Understanding Your Pathology Report

The better you understand your pathology report, the better prepared you’ll be to discuss your prognosis and treatment with your team of physicians. While pathology reports vary depending on the laboratory, they are generally divided into the following sections:

  • Gross Description
  • Final Diagnosis
  • Microscopic Description or Comment

Gross Description

This part of the report explains the type of biopsy specimen being reviewed, and the size and features of the specimen based on what is visible to the naked eye. Types of biopsies include:

Fine needle aspiration: Performed by different members of your medical team, a thin needle is inserted into the area of concern in your breast or one of your lymph nodes. Cells are aspirated out and spread onto a slide then stained for review by a cytopathologist.

Core needle biopsy: Unlike a fine needle aspiration that focuses on individual cells, a core needle biopsy takes multiple “cores” of tissue from your breast or lymph nodes, places them in a fixative and sends them to the pathology lab. Typically performed by a radiologist, this type of biopsy provides the pathologist with more information about the architecture of the area of concern.

Excisional biopsy/Lumpectomy/Partial mastectomy: Performed by your surgeon, this type of biopsy involves surgical removal of tissue. Though the terms are often used interchangeably, an “excisional biopsy” is usually performed in order to make a primary diagnosis, whereas a “lumpectomy” or “partial mastectomy” are used to confirm a diagnosis and define clear margins of tissue around the area of concern.

Mastectomy: A mastectomy is also performed by your surgeon and involves the removal of the entire breast. The breast is then placed in fixative and sent to the pathology lab. Getting a mastectomy does not imply the problem in your breast is more worrisome. There are a variety of reasons why a patient and surgeon choose mastectomy over lumpectomy/partial mastectomy.

Sentinel lymph node biopsy/axillary dissection: A sentinel lymph node biopsy is another procedure performed by your surgeon.  This procedure is a way to see if your cancer has spread to what is felt to be the “first” lymph node that a cancer would travel to from your breast.

Prior to your surgery, a dye or radiotracer (or both) is injected into your breast that will travel along your lymphatic system to your “sentinel node.”  Often, based upon established criteria in the surgical literature, there will be more than one node that is considered “sentinel.”  This is not abnormal.

If cancer is found in your sentinel node, often the remainder of the lymph nodes in your armpit (axillary lymph nodes) will be removed in what is called a “completion axillary dissection.” These lymph nodes are also sent to the histology lab to be processed as slides for the pathologist to review.

You may note that a “frozen section/intraoperative consultation” is listed in your pathology report for your sentinel node.
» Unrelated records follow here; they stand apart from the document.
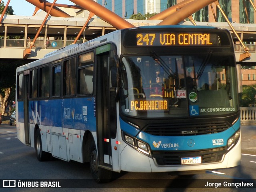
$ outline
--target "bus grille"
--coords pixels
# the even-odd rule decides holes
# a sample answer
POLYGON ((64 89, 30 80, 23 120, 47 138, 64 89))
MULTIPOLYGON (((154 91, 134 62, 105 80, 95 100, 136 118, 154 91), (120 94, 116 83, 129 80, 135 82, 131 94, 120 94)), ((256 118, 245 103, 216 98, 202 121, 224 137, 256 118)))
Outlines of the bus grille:
POLYGON ((182 157, 202 157, 202 163, 221 161, 226 153, 225 147, 198 151, 182 152, 152 151, 153 158, 158 165, 180 165, 182 157))
POLYGON ((186 136, 219 133, 226 130, 229 127, 225 121, 180 122, 148 125, 143 131, 158 136, 186 136))

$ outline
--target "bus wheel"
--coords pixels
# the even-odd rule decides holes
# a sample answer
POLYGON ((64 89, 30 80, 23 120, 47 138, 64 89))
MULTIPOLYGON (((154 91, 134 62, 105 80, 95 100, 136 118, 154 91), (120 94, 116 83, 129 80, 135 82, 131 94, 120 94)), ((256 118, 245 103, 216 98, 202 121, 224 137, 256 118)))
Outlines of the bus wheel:
POLYGON ((94 144, 91 146, 90 166, 92 177, 97 183, 109 182, 111 180, 112 171, 99 167, 96 147, 94 144))
POLYGON ((42 150, 42 140, 41 134, 39 129, 36 131, 35 135, 35 148, 36 158, 39 161, 44 161, 50 159, 51 154, 43 151, 42 150))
This is because some surgeons will ask the pathologist to quickly “freeze” the lymph node to see if there is cancer in the node while the surgeon is still operating on you.  If the pathologist finds cancer, the surgeon can complete your axillary dissection at that point without requiring you to return for a second surgical procedure.

Frozen section/intraoperative consultation is not a requirement and in many cases your surgeon will not ask for this procedure for a variety of reasons.

Final Diagnosis

A critical part of your pathology report, the final diagnosis summarizes the findings your pathologist has noted on the tissue he/she has received. Your medical team will rely this information, so its accuracy is imperative. Depending on the specimen, the biopsy results, and whether or not your medical team feels the final pathology diagnosis matches their clinical or radiologic suspicions, you may need additional treatment.
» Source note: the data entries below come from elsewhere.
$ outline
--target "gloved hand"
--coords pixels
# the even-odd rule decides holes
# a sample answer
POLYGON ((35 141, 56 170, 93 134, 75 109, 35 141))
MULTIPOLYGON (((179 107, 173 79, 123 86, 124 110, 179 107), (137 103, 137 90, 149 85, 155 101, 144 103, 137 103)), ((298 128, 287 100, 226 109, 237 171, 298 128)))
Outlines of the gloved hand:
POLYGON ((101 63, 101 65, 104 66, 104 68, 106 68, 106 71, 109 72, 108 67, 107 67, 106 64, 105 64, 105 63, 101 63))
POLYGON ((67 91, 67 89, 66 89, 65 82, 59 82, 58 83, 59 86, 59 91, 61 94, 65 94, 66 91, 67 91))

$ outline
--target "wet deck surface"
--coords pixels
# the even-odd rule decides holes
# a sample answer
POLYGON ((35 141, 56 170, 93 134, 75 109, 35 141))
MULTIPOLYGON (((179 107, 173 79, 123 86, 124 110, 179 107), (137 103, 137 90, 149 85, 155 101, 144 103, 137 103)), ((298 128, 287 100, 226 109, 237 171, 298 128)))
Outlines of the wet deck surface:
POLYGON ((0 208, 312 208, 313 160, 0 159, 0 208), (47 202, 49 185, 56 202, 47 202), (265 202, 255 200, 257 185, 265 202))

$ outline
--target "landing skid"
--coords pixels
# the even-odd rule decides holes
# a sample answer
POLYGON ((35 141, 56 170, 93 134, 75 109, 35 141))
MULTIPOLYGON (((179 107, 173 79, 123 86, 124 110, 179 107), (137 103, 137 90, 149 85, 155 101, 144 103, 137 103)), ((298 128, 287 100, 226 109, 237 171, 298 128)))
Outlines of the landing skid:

If your pathologist makes a diagnosis of cancer, either carcinoma in situ or invasive carcinoma, then make sure that your pathology report includes the appropriate staging information (Understanding Your Breast Cancer Stage). Depending on that information, you may be referred for more surgery and/or to a medical oncologist and radiation oncologist to discuss further treatment.

Microscopic Description or Comment

This part of your report may or may not be present and this is not abnormal.  Depending on the diagnosis, many pathologists will issue a microscopic description. This explains all of the things he/she saw under the microscope that caused him/her to arrive at your diagnosis.

Sometimes, if there were extenuating circumstances regarding the biopsy or if your diagnosis is rare or required an additional pathologist’s review, a comment might be made explaining the circumstances under which the pathologist rendered his/her diagnosis.